Implementing RSA

This is some theory and guidance on implementing RSA cryptography and random prime generation. It was originally written for a school project about a year ago. In practice though, You probably shouldn't roll your own cryptography. If you'd like to see the full source code and writeup this was made with, it's here.

Asymmetric cryptography lets you encrypt a message using a key that is shared publicly, and then allows the encrypted message to be decrypted using a private key which can be kept secret. The private key can't be derived from the public key or from the message, meaning this is often used to accept messages from anyone who has your key without letting others read them.

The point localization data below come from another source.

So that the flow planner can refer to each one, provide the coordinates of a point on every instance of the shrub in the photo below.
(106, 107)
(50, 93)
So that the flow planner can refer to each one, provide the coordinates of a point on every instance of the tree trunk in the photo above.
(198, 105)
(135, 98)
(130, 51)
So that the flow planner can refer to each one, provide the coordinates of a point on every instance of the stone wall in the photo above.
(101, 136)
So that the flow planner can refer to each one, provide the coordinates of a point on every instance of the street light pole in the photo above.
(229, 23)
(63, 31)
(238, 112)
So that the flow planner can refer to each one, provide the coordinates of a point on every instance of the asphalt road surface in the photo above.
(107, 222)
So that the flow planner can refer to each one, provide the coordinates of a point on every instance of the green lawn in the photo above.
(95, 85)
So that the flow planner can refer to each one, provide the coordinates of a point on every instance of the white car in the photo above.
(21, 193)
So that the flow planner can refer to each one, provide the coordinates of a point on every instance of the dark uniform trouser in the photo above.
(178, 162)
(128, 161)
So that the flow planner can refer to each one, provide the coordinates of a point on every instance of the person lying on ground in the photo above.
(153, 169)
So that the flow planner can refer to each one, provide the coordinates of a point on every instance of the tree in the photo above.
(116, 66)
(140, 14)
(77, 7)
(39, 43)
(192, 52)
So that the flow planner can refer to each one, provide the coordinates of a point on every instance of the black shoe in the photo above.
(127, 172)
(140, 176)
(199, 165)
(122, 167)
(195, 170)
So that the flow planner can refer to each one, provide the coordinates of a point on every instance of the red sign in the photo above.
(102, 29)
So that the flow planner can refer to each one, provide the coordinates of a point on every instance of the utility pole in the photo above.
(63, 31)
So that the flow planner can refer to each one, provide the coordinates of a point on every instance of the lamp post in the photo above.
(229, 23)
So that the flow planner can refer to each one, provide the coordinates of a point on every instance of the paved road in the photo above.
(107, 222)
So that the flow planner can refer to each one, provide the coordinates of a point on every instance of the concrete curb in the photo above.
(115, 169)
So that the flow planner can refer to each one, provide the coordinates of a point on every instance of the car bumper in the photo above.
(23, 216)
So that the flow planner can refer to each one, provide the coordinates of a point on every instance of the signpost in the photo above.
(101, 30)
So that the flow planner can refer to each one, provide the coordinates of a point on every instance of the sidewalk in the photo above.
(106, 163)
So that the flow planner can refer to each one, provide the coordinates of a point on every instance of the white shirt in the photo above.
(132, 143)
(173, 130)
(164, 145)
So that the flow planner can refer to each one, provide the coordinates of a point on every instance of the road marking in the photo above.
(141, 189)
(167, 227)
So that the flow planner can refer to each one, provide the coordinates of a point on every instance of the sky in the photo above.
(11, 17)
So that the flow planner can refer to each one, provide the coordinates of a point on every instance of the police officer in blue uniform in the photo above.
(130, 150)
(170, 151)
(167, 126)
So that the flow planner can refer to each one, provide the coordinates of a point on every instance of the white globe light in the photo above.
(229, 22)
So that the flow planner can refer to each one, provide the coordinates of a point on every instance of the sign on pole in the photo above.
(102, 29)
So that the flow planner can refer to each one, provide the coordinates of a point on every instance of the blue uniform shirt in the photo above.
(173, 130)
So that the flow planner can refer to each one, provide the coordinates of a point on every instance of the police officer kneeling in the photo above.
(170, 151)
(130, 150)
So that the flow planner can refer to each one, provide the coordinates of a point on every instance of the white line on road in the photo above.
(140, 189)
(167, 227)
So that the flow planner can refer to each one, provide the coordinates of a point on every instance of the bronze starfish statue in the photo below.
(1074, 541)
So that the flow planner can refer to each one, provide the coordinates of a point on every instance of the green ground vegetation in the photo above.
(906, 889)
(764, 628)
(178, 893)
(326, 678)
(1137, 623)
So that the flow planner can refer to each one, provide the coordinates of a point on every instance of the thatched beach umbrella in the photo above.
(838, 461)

The inverse also works, meaning you can encrypt a message with your private key and anyone with your public key can decrypt it. Whilst this isn't useful on its own, if you know what a message, or part of a message, should be, and you decrypt it to get that, you can know the sender does hold the private key. This is known as message signing.

Theory

The following is not meant as complete proof of the security/functionality of RSA, rather as a general overview of why it is difficult to break and why it can be reliably reversed.

RSA relies on the fact that numbers are much easier to multiply than to factorise. This difference gets more pronounced the bigger the numbers are, meaning big enough numbers are almost impossible to factorise, but can still be multiplied relatively quickly[1].

asymmetric-factoring-complexity.png

It can be shown that every non-prime (composite) number can eventually be factorised down to prime numbers, for example:

\[ 2 * 2 * 5 * 5 * 5 = 2^2 * 5^3 = 500 \]

Each combination of primes is unique to one composite number, and every composite number, by definition, has a prime factorisation. This means if we take 2 primes and multiply them together, we know our original primes are the only prime factors of that number.

\[ n = pq \]

This also makes it easy to calculate \(\phi(n)\). Since p and q are prime, from Euler's Totient Theory 2:

\[ \phi(pq)=(p-1)(q-1) \]

We now choose \(e\) (not the constant), which is coprime to \(\phi(n)\). Then we find \(d\) such that \(de \equiv 1(\mod \phi(n))\), which we can do using the extended Euclidean algorithm.

This gives us the public key: \((e, n)\) and the private key: \((d,n)\).

If we have a number \(M\) to encrypt (\(M< n\)), we simply use these functions:

\begin{align*} E(M) &= M^e (\mod n) \\ D(C)&=C^d (\mod n) \end{align*}

For our uses, signing a number \(M\) looks like this:

\[ S(M) = M^d (\mod n) \]

And if the following is true, \(C\) was encrypted using the private key:

\[ C^e (\mod n) = M \]

Finding p and q

Proving a large number to be prime is far too costly to generate keys, so instead tests that give a high probability of a given number being prime will be used, and random numbers generated till we get 2 that have a high enough probability.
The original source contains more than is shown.